Arvind Kejriwal and Manish Sisodia, who had both lost their seats in the Delhi elections, are now focused on AAP-ruled Punjab, where elections are due next year. In their absence, the responsibility for countering the BJP in Delhi has fallen to Atishi, now Leader of Opposition. “There is hardly any campaign or protest that Atishi has organised against the BJP in the last year. With the exception of (former minister) Saurabh Bhardwaj, who still attacks the BJP regularly, no other senior party leader is raising his voice against the BJP’s failures. The party is totally demoralised,” a former AAP MLA told The Federal.

The Congress, which lost its Delhi stronghold to AAP in 2013 after 15 years in office, remains politically marginalised and organisationally weak.

As such, a government with a decidedly unremarkable first year faces little sustained scrutiny.
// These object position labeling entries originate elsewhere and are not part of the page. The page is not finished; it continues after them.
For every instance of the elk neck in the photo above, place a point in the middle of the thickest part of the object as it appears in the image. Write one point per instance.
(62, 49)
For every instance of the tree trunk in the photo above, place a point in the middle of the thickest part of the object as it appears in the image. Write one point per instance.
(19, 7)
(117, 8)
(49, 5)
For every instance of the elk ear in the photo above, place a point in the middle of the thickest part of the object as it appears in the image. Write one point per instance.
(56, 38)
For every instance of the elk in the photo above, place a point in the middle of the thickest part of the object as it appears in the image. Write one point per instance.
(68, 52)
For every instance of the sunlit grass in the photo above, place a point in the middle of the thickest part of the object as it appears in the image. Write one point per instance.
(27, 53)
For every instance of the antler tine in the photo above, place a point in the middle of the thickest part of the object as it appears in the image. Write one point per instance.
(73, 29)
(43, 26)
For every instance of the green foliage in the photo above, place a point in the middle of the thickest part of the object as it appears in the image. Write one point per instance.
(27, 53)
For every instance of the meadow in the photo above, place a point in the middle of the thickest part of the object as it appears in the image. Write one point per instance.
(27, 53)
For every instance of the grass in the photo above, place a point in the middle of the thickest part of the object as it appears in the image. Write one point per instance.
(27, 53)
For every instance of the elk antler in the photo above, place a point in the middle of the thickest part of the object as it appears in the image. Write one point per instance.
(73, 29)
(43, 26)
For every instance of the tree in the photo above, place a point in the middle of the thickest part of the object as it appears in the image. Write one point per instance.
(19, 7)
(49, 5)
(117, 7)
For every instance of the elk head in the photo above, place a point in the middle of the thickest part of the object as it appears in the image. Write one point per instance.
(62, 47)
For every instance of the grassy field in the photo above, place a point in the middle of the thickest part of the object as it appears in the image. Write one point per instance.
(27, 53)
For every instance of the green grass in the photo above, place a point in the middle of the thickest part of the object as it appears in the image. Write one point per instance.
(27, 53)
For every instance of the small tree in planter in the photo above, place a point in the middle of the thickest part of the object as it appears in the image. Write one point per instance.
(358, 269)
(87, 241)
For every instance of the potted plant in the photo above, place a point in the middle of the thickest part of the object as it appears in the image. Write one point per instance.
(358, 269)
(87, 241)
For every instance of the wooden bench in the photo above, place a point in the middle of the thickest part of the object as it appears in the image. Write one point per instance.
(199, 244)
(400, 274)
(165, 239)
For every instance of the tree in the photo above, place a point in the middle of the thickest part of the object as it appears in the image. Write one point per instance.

The BJP continues to project a narrative of “unprecedented progress,” confident that the absence of a combative opposition will blunt accountability.

Meanwhile, Delhi’s civic infrastructure continues to crumble, the Yamuna continues to fester; pollution levels spike seasonally and welfare promises await operational clarity.

If there is one clear success Gupta can take credit for, though, it is in her and her party’s keen understanding of optics: relentless visibility and strategic framing of setbacks as inherited burdens. Whether that will remain enough in the years ahead is, however, the more consequential question.